This is also what makes the failure mode of too-little patience so sharp rather than gradual. If patience is high enough to clear the peak, the kept checkpoint is the true best regardless of how much extra time you burned confirming it, so the only thing at stake is wasted box-time. But if patience is so low that the criterion fires before the metric has actually peaked, the best-so-far you restore is a pre-peak checkpoint, and now you have lost real quality, not just time. That asymmetry is why, when we were unsure, we erred toward slightly more patience rather than less, and tightened it only on the expensive multiclass run where the box-time saved was worth the closer call. Losing minutes is recoverable. Shipping a checkpoint from before the model finished learning is not, at least not without paying the full run again.
What this bought on two runs
Put both dials together and the criterion stops being an abstraction and becomes a line on the box-time budget. On the multiclass run, monitoring the depth-error metric with a patience tuned just above the validation noise, the criterion halts the run a healthy margin before epoch fifty and hands back a slice of the 550 minutes while keeping the peak checkpoint, which on a shared box that we were not guaranteed to keep all night is the difference between a job that finishes and a job that gets evicted before it does. On the binary run the absolute saving in minutes is smaller because the whole run is only 110 minutes, but the same criterion applies unchanged, and the marginal cost of running it is nil. The criterion is not a different tool for the two datasets. It is the same two dials, set tighter where the box-time is dear and looser where it is cheap.
None of this is exotic, and that is rather the point. We did not invent a stopping rule; we used the standard patience-based criterion with best-checkpoint restoration that Prechelt formalised and the textbook describes [1] [5], chose the monitored metric to match the error a geoscientist would actually feel rather than the one that looked best on a slide [4], and set patience to the smallest window that survived our validation noise. The capacity argument that makes early stopping safe to lean on is Caruana, Lawrence, and Giles's [2] and the regularization reading is Bishop's [3]. What we contributed was the calibration on two specific runs with two specific budgets, and the discipline to treat the cap and the criterion as the separate decisions they are.
The two dials, in brief
- A fifty-epoch cap only bounds the worst case. It does not know when the run actually peaked, so on the 550-minute multiclass run and the 110-minute binary run it cannot reclaim the box-time spent after the best held-out checkpoint. The stopping criterion is what finds the best case inside the cap.

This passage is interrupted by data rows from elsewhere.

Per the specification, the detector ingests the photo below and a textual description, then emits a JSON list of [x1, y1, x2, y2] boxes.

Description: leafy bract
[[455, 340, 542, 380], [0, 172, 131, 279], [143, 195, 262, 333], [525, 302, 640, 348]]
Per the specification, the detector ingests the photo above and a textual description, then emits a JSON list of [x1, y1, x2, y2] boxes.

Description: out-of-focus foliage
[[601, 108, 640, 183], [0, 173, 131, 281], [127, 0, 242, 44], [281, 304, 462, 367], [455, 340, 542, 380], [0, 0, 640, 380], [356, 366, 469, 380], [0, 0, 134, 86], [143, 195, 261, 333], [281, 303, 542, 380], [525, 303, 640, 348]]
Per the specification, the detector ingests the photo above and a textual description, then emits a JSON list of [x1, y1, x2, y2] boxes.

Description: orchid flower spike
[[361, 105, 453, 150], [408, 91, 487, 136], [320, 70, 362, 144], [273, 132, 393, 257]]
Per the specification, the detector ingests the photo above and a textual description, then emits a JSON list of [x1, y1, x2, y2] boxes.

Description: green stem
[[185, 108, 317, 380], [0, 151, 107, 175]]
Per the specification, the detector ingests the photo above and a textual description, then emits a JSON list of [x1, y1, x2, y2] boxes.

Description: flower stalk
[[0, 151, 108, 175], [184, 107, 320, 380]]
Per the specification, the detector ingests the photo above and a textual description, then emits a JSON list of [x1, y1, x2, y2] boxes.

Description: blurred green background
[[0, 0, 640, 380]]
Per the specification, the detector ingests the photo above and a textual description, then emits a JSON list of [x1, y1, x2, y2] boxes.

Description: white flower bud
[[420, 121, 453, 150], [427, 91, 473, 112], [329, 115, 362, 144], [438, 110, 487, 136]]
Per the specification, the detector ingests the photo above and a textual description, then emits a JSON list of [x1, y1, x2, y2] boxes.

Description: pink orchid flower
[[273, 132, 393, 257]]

- A criterion is two dials, not one. The monitored quantity decides what counts as better, and the patience window decides how much epoch-to-epoch noise to tolerate before quitting. Both are set before the run and fire without you.
- The monitored metric is a real choice because the summaries disagree. Best validation R-squared 0.9891, lowest MAE 0.0132, and lowest MSE 0.0004 are different lenses, and a squared-error view can keep improving on a few outlier depths after the typical-depth view already considers the model best.
- Patience too low stops on noise and keeps a pre-peak checkpoint, which loses model quality, not just time. Patience too high rides toward the cap and wastes box-time. The right value is the smallest window that clears your validation noise, tightened where the run is expensive.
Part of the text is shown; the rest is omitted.